9.20.2010

Jumping Into Epistemic Rhetoric

I've now taught Barry Brummett's 1979 conference talk "Three Meanings of Epistemic Rhetoric" to 10 sections of undergraduate students—either in professional writing or my introduction to digital literacies course.

I teach the piece for several reasons: it's fairly brief (at about 7 pages); it's incredibly complex; it offers breadth in perspective; it suggests important implications for the study of rhetoric; and it deals with fundamental human problems concerning the relationships among truth, reality, and language.

I realize the piece is difficult for students who are overwhelmingly unfamiliar with the insider discourse that permeates Brummett's argument.

But what continually amazes me is how much students actually get out of the article. Literally every time I've taught it, regardless of the institution or course, I've been shocked by how many students "get it."

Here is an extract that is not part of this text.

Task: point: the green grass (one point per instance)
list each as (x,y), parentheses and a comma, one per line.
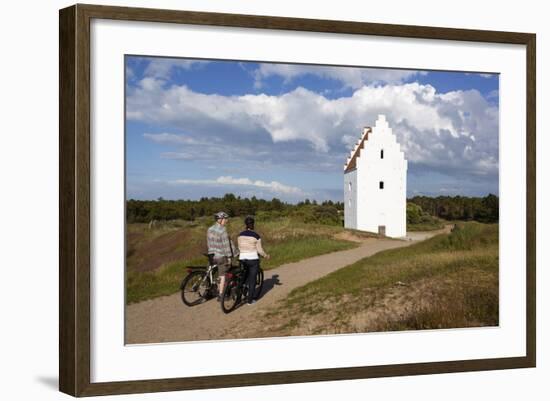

My dissertation director, Helen Foster, once suggested to me that undergraduate students were often able to deal with the really big problems in rhetoric better than graduate students—that they might perhaps be more willing to weigh contradictory ideas simultaneously. Though it's anecdotal, I've found that, despite the difficulties of the article, my undergraduate students consistently display a willingness to explore what it means to be, how we come to know, and how language plays a significant role in both.

One of the key components of Brummett's article is his discussion of the implications for rhetoric associated with each of the three meanings he details. So, for example, if we subscribe the methodological perspective that he lays out, our notions of a posteriori knowledge are seriously limited, and rhetoric's role in the shaping of truth and knowledge is virtually nil. In this view, rhetoric is simply a means of communicating an a priori reality and has no significant role in shaping that reality. It's a conduit, a dumb pipe.

But the implications of studying rhetoric and literacy change drastically when we consider the other two meanings he details. And once students begin to thoughtfully consider how human knowledge gets made and communicated, and what rhetoric's role is in doing so, the importance of studying rhetoric—regardless of one's discipline or professional domain—becomes not just significant, but crucial.

I typically provide a little bit of background before they jump in to the article, letting students know that he's not arguing for all three perspectives, that he's doing some lit review in each instance, and that he's using a very specific disciplinary discourse. By the time they encounter it, they've also had a basic primer on terms like epistemology, ontology, rhetoric, and discourse.

But other than that, I don't provide much detail. I encourage them to simply dive in and work hard to make sense of the ideas.

It's continually amazing to see what they generate.